坦率讲,这么多年以来,父亲从没像其他家长那样,打过或骂过他们,他总是用这种“狠抓私字一闪念”的方式,批评教育他们。但越是这样,越让他们无地自容;每次他们感觉进到小黑屋里,还穿着一层遮体的衣服,可等再出来,钟家兄弟俩却都是赤身裸体,带着一身的罪恶感,而父亲则在他们眼中越发高大、神圣、纯洁。
等钟凯南上了大学,不在家里住,总算逃脱掉这种让人心惊肉跳的会议,只在寒暑假,父母假借关心生活和学习为名,偶尔开过几次。可当他上班,每天都要回家住,这样的家庭会议又突然恢复,看来,父亲依然对钟凯南的人生道路不放心,依然要习惯性地为他把持方向。
“凯西,走吧,父亲叫咱们了。”
钟凯南敲开弟弟寝室的门,朝里叫道。每次开家庭会议,他都不会忘记拉着弟弟。在他意识中,两个人的力量总比一个人强大些。

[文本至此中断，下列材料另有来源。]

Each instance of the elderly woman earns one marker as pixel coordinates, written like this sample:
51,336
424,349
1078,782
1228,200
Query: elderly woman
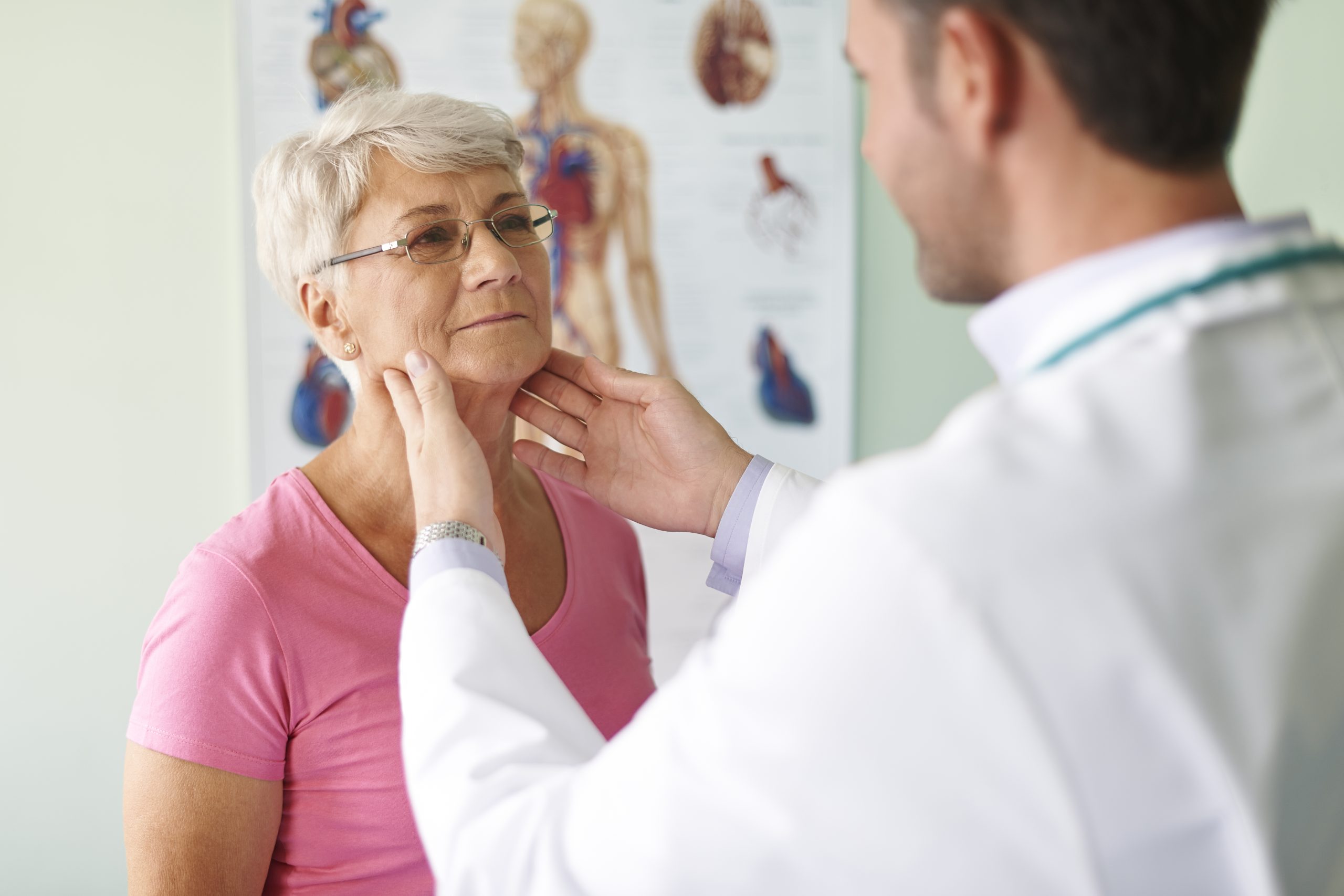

“小黑屋”,是钟凯南和弟弟私底下对父亲书房的称呼,实际上,它非但不黑暗,反而充满光明,在六十度日光灯的照耀下,一条硕大的写字台案面,正中摆放瓷制的领袖半身雕像,墙壁密密麻麻挂满父亲写的毛笔字。特别是一进门,正面挂的那幅用娟秀小楷写的《颜氏家训》,在众多条幅映衬下格外显眼。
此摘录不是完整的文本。